Step 4 – Appoint a Data Protection Officer (If You Need To)
Not every organization will need a DPO, but with estimates of DPO positions topping 75,000, the time to determine if you need one is now. Under GDPR, a DPO is required for all public authorities, organizations which regularly process personal data on a large scale, and when sensitive data is processed.
GDPR language is maddeningly short on what terms such as “large scale” and “sensitive” mean, but DPO’s will be needed by organizations that process personal data as a core part of their business and also for any organization that captures or processes any form of tracking and profiling on the internet, including for the purposes of behavioral advertising.
Step 5 – Establish Enterprise Visibility
Most organizations, beginning their journey to GDPR compliance, understand the importance of identifying the location of personal data repositories and focus on systems as SAP, Oracle databases and middleware, Marketo, and Salesforce. But these large systems often represent just a fraction of the systems that process personal data. Like an iceberg, the vast majority of applications are often effectively invisible, unconsidered by the GDPR team and include SaaS applications purchased by business units with little to no involvement by IT.
Step 6 – Eliminate Personal Data Blind Spots
The funny thing about blind spots is that they are often unknown unknowns. You don’t even know you have them. While this works great for bald spots on the back of your head, it isn’t quite so advantageous when it comes to unknown personal data repositories. Use existing or new automated discovery tools to uncover all personal data repositories across the enterprise.
- Pro-Tip: Beware of mobiles. Mobile devices are regulated by GDPR as are all technologies used for the processing of personal data. Not only do these devices maintain personal data, they also process information on the user. In addition, they are especially susceptible to be being lost, potentially running afoul of GDPR directives on maintaining control of personal data.
Step 7 – Build Your People, Process, and Technology Arsenal
There is no silver bullet to GDPR compliance. No single application you can buy or consultant you can hire. Instead, GDPR compliance takes a combination of people, process, and technology.
People. Set up a cross-functional data governance team, made up of the DPO, IT leaders and business leaders from a range of functions including Compliance, Legal, HR, Customer Service, and Marketing.
Process. Once the data governance team has defined what personal data means, they need to share this understanding across the organization. In addition, privacy rules must be documented and shared across all lines of business.

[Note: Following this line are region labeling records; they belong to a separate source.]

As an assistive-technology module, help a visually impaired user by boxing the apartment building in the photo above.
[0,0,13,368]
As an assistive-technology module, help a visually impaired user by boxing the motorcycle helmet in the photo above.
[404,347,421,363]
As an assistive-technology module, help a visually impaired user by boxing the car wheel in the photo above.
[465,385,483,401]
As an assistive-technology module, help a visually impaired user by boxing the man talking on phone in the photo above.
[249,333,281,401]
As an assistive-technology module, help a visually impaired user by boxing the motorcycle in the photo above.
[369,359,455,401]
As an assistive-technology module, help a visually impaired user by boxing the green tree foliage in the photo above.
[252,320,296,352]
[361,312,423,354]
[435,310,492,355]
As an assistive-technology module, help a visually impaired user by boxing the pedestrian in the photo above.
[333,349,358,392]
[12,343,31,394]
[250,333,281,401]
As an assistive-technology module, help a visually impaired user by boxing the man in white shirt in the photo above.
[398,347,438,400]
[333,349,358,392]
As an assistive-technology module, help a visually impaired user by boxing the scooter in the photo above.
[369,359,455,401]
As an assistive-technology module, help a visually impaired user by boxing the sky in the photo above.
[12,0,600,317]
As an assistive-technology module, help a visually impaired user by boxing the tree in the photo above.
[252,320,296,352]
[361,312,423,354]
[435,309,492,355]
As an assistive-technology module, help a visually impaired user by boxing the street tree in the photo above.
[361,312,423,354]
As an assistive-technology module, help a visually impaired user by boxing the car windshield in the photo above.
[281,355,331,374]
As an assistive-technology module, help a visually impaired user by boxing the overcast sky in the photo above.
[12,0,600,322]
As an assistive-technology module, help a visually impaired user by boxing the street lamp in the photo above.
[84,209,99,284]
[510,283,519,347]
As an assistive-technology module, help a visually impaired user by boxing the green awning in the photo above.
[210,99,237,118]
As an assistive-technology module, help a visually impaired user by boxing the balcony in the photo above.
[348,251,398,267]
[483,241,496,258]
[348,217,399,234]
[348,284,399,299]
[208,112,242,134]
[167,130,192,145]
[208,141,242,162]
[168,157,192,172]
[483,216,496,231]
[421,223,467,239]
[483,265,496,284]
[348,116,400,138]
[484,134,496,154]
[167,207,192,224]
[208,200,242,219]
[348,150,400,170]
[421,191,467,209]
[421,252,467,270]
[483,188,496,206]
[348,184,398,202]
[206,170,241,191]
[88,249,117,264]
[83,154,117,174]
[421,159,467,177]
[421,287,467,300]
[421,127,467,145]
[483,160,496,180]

Technology. There are a number of solutions that can accelerate and maintain GDPR compliance including case management systems for handling data subject requests, data discovery systems for finding applications (including Snow’s own GDPR Risk Assessment), structured data, and unstructured data, Identity and Access Management to track role management and who has access to which data, and Software Asset Management which can help create the system, users, and device visibility required to ensure claims of “compliance” are based on a complete understanding of the enterprise.